Rico Ramos vs. Guillermo Rigondeaux Preview & Prediction

Credit: Goossen Tutor
Credit: Goossen Tutor

Showtime brings boxing fans a New Year’s championship double-header. One part of that event is Tavoris Cloud vs. Zsolt Erdei, but the other sees WBA Super Bantamweight Champ Rico Ramos defend his title from the fierce challenge of Gullermo Rigondeaux. The latter is already an international amateur legend, but a latecomer to the professionals and in a division that is harshly unforgiving to fighters in their 30s. That makes Rigondeaux the hungriest of fighters — the man in a “now or never” position to earn fame and big paydays — and therefore the stiffest imaginable opponent for Ramos.

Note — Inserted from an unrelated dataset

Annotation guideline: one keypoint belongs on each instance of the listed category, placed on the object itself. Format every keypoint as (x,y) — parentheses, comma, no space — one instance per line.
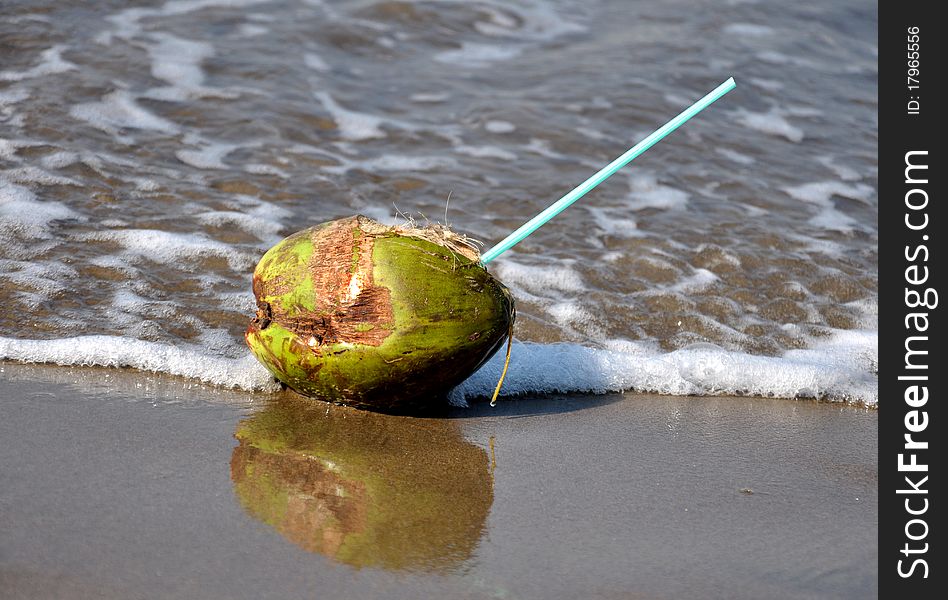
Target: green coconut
(365,489)
(386,318)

Guillermo Rigondeaux (8-0, 6 KOs)
5’4 1/2″ tall, 31 years old, southpaw
Cuban

Rigondeaux’s background as a Cuban amateur explains why a 31 year old 122-pounder is merely 8-0, but also why he is in title contention. As an amateur, Rigondeaux racked up a record of 400-12, won two Olympic golds, and reigned as the Cuban national champion in his weight class for seven years. He defected with Erislandy Lara in 2007, only for the pair to be arrested in Brazil, shipped back to Cuba, and escape a second time to Mexico. Rigondeaux is widely considered to be one of the greatest amateur boxers of modern times, and is undoubtedly a slick, clever customer with excellent skills.

Credit: Goossen Tutor

Rico Ramos (20-0, 11 KOs)
5’5″ tall, 69″ reach, 24 years old
American
WBA Super Batamweight Champion

Ramos might not have Rigondeaux’s amateur pedigree, but he enjoyed a respectable amateur run in the United States, ending with his loss to Raynell Williams for a spot on the ill-fated 2008 Olympic squad. He is a sound, aggressive boxer-puncher who employs good hand speed and works in hard combinations. He won his title in his last fight, knocking out Akifumi Shimoda of Japan with a single punch.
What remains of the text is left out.